TitleDevelopment of polyglucosan inclusions in skeletal muscle.
Publication TypeJournal Article
Year of Publication2006
AuthorsValentine BA, Cooper BJ
JournalNeuromuscular disorders : NMD
Volume16
Issue9-10
Pagination603-7
Date Published2006 Oct
ISSN0960-8966
KeywordsAmylases, Animals, Glucans, Glycogen, Glycogen Storage Disease, Horse Diseases, Horses, Immunohistochemistry, Inclusion Bodies, Muscle Fibers, Skeletal, Muscle, Skeletal, Muscular Diseases, Periodic Acid-Schiff Reaction, Species Specificity, Ubiquitin
Abstract

Muscle samples from 24 horses with polysaccharide storage myopathy were stained with periodic acid-Schiff (PAS) stain and were immunostained for ubiquitin.

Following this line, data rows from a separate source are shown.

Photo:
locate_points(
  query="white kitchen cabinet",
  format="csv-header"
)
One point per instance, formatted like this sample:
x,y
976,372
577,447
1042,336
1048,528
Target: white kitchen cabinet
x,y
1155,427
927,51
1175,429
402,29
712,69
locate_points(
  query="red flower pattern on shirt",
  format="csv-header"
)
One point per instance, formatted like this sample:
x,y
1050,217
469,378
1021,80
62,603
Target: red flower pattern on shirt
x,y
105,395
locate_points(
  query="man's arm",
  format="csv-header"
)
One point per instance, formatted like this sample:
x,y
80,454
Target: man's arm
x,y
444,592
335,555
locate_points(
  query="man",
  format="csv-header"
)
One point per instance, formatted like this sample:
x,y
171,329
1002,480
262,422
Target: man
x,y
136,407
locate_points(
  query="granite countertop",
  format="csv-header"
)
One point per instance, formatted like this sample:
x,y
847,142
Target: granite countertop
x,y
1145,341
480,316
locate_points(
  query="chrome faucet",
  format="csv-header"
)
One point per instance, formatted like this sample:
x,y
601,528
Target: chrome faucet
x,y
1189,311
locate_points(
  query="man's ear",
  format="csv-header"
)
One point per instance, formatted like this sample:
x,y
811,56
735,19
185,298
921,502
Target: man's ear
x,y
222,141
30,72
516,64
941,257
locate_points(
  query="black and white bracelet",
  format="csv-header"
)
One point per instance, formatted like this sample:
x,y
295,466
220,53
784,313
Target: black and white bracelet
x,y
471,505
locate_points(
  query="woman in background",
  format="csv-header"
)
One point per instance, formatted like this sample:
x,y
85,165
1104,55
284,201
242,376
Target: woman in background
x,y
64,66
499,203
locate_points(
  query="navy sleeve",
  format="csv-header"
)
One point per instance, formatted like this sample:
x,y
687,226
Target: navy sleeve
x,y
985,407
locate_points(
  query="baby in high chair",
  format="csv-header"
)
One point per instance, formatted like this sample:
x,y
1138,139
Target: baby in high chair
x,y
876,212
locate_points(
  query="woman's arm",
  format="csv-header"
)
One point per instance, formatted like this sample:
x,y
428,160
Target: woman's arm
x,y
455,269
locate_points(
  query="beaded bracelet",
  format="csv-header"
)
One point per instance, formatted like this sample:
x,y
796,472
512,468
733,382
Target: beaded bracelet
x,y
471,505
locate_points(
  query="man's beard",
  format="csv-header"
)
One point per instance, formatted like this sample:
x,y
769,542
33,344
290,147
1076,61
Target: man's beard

Abnormalities detected with PAS stain were coarse granular cytoplasmic aggregates of amylase sensitive glycogen, subsarcolemmal aggregates of glycogen, central amylase sensitive bodies, and a variety of subsarcolemmal to intracytoplasmic amylase resistant polyglucosan inclusions. All amylase resistant inclusions were positive for ubiquitin. Ubiquitin was also detected in many amylase sensitive inclusions. Based on morphologic findings and pattern of ubiquitin staining, a sequence of events, beginning with abnormal glycogen storage followed by ubiquitination and eventual development of amylase resistance, is proposed.

Alternate JournalNeuromuscul. Disord.